Top: E em Itapetininga? Temos casos tristes de jovens e até senhores de idade. O que pode explicar esse fenômeno em Itapetininga?
Cássia: A microrregião de Itapetininga reflete as questões sociais mais amplas. Nossos jovens encontram-se extremamente envolvidos com a internet, vulneráveis aos seus riscos e, ao mesmo tempo, sofrendo as pressões familiares e sociais da fase de seu desenvolvimento.
A precocidade, competitividade, superproteção e o uso de drogas acentuam e desencadeiam os desafios que o jovem normalmente enfrenta, aumentando também os índices de suicídio juvenil.
Outra população de risco para o suicídio é a idosa, a qual vivencia por vezes a falta de autonomia, “da produtividade” e dificuldades decorrentes do envelhecimento (doenças incapacitantes e dores crônicas, por exemplo), os quais associados ao acúmulo de perdas e lutos e a falta de contato familiar e social, tornam-na muito vulnerável ao suicídio.
Assim, Itapetininga e o mundo carecem de propostas de prevenção do suicídio e de valorização da vida da mesma maneira.


Top: Qual sua expectativa com o CVV em Itapetininga?
Cássia: Eu acredito que com a implantação do C.V.V. (Centro de Valorização da Vida) em Itapetininga teremos ainda mais espaços para apoio emocional e prevenção ao suicídio na cidade.
O voluntário do C.V.V. é treinado constantemente para acolher, escutar ativamente aquele que sofre, ao receber uma ligação pelo 188, ou por meio de e-mails e chats.
Outra atuação específica em nossa cidade é o C.V.V. Comunidade, que realiza palestras informativas e grupos de apoio, ações que proporcionam esclarecimento e efetivam um alívio para o próximo – diminuindo também o preconceito a respeito das doenças mentais e do sofrimento emocional. 

Top: Fale um pouco sobre você, sua atividade profissional e qual o seu vínculo/sua relação com a causa do suicídio.

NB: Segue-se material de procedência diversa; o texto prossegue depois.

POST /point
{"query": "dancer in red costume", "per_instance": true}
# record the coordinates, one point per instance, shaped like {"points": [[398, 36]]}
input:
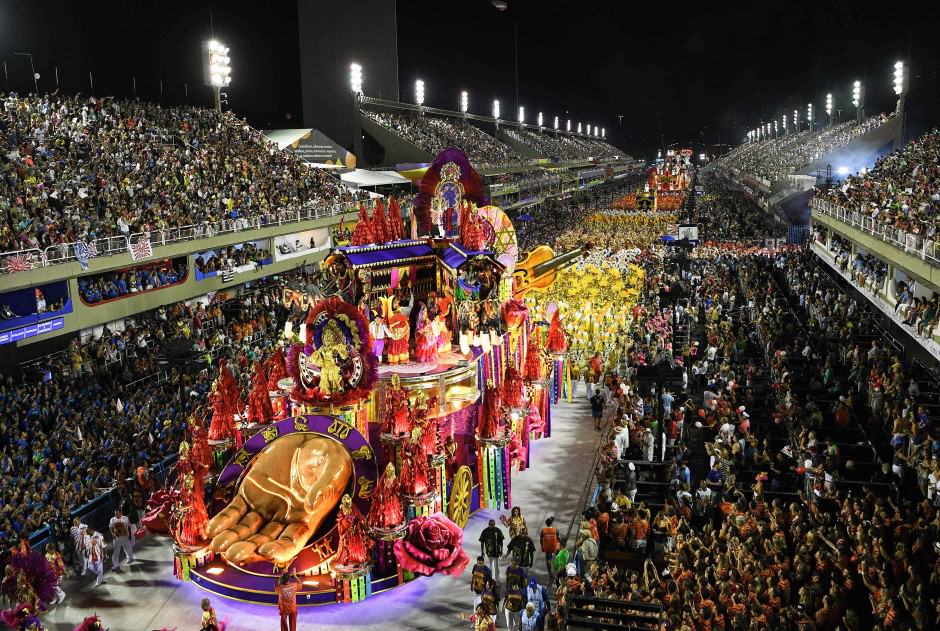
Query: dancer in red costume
{"points": [[200, 454], [533, 369], [472, 235], [379, 225], [355, 545], [259, 401], [186, 467], [489, 414], [362, 233], [386, 512], [415, 469], [425, 337], [223, 422], [399, 334], [556, 336], [396, 421], [194, 520], [276, 368], [421, 419], [229, 386]]}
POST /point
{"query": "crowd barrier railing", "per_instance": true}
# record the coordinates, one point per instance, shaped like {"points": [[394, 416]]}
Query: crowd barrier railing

Cássia: Além de psicóloga sou filha, esposa, mãe, amiga... Escolhi a Psicologia há mais de vinte anos. Trabalho há dez anos como perita em casos da Vara da Infância e Juventude e da Família, no Tribunal de Justiça – Fórum de Itapetininga, mas meu envolvimento com a causa do suicídio passou pela minha história familiar.
Quando adolescente perdi um familiar pelo suicídio. Na época, a causa da morte não foi comentada nem mesmo no contexto doméstico, tamanho o tabu. Senti uma grande lacuna a respeito e as consequências dessa dor familiar foram devastadoras.

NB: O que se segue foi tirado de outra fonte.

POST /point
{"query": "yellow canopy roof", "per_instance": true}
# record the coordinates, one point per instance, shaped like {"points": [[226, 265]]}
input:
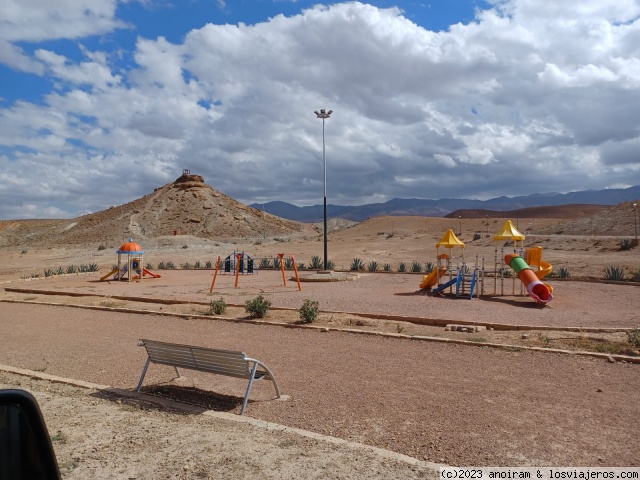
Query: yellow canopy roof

Descobri anos depois a forma da morte de meu querido familiar: o suicídio.  Reconheço-me como uma “sobrevivente” – nome dado a aqueles perdem amigos próximos e familiares dessa maneira. Uma dor avassaladora, sem respostas e infinita se instaura naquele que fica.
Depois disso, quando observei o aumento significativo de casos de suicídio e automutilação juvenil em meu contexto de trabalho – reforcei meus estudos sobre o assunto, realizando pesquisas e especialização sobre o tema. 
Igualmente me voluntariei no Projeto “Falar é Bom”, da Promoção Social (Prefeitura de Itapetininga), realizando ações preventivas e palestras em escolas, instituições religiosas e apoiando as atividades dos CAPSs e do “Setembro Amarelo” (mês de prevenção ao suicídio). 
Assim, tomo para mim uma frase que li num cartaz do C.V.V.: Se conseguirmos evitar um suicídio, nossa vida inteira terá valido a pena. 
É uma missão pessoal que atingiu minha vida profissional (e vice-versa) e sou muito grata por fazer parte de um grupo de pessoas que luta por essa causa. Aproveito para convidar a todos para seguirmos juntos nesse sentido.